In a written commentary on Crabb’s ruling, the Whiteheads said ministers “should monitor the developments in this case, but need not panic or abruptly change their practice regarding housing allowance. Churches should continue to designate in 2017 housing allowance amounts to be paid to qualified ministers in 2018.”

GuideStone advised ministers to consult the entity’s annual tax guide, available at GuideStone.org/taxguide, and its housing allowance information, available at GuideStone.org/housingallowance, to ensure they are properly documenting housing allowance and reporting it appropriately on their income tax returns.

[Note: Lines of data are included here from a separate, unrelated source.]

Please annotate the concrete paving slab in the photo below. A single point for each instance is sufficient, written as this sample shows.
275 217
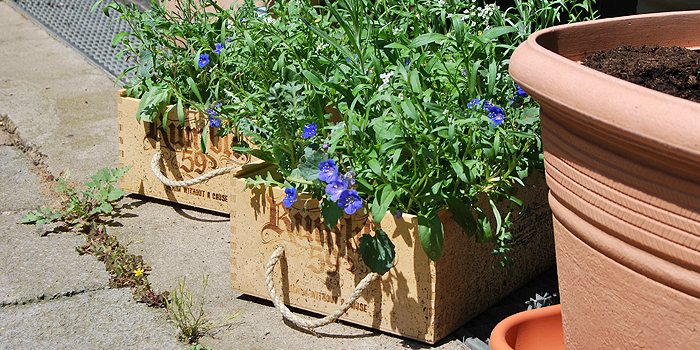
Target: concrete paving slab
58 101
34 268
104 319
20 186
189 243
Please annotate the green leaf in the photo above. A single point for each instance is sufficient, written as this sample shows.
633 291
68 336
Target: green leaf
431 235
462 215
263 155
331 212
495 32
180 112
314 79
309 168
425 39
114 194
396 46
106 207
484 233
117 38
377 251
379 209
117 173
458 167
195 90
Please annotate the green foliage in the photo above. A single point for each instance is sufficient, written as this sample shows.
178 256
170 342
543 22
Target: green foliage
411 99
377 251
187 311
80 209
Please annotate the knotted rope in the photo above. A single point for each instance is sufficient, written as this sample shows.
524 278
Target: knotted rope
311 323
155 166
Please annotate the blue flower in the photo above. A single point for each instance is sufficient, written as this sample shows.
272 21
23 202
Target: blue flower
329 171
496 115
214 122
309 131
475 102
335 188
349 178
203 60
290 198
350 201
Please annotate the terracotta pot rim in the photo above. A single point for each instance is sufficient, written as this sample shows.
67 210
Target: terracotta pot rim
637 113
502 332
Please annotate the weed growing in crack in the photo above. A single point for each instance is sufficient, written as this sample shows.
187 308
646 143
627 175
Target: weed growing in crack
78 210
188 312
82 211
125 269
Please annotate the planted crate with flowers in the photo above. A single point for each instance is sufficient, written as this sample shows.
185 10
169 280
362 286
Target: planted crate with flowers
170 132
405 162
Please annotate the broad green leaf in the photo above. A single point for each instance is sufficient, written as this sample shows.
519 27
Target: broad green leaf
180 112
462 215
396 46
331 212
309 168
312 78
381 205
484 233
195 90
431 235
425 39
495 32
458 167
118 38
377 251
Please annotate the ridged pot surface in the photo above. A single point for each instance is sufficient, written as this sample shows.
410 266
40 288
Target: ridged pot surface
623 166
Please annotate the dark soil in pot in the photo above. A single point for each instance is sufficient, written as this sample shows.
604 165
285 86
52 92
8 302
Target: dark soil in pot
672 70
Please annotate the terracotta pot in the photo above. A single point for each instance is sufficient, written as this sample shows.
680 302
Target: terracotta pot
648 6
536 329
622 163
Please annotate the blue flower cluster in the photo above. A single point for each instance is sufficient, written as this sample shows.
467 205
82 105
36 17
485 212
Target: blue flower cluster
309 131
203 60
214 120
496 113
339 188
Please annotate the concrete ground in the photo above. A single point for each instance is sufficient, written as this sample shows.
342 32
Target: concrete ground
60 114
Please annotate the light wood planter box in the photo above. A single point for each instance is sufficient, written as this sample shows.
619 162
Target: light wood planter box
417 298
182 156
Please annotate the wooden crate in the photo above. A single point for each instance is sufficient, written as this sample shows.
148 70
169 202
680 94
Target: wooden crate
182 157
417 298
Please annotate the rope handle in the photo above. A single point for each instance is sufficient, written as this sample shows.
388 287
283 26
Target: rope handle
155 166
304 322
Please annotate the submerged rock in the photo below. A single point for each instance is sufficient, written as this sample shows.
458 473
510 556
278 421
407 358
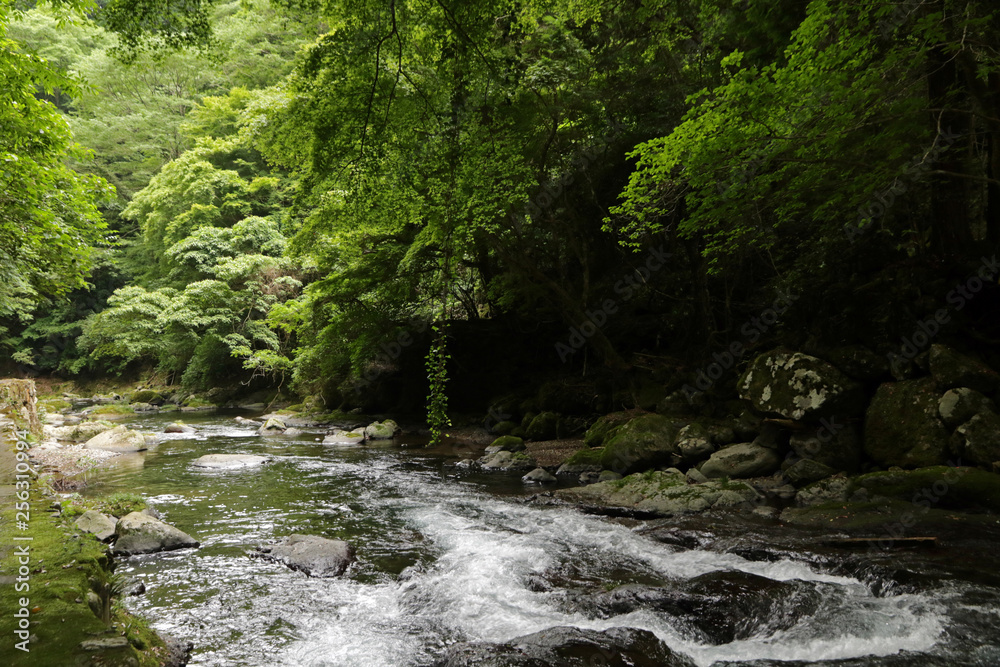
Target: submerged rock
568 647
101 526
664 493
314 555
140 533
340 437
229 461
118 439
539 476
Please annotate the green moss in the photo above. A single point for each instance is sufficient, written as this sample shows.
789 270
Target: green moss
61 561
591 457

Crabb refused to include the parsonage provision in her decision, the Whiteheads said.

Under the federal income tax system, some housing costs are primarily for “the convenience of the employer,” not the employee. As a result, such costs are not considered income. In addition to ministers, those who receive such benefits include members of the U.S. military, workers living overseas and employees of educational institutions.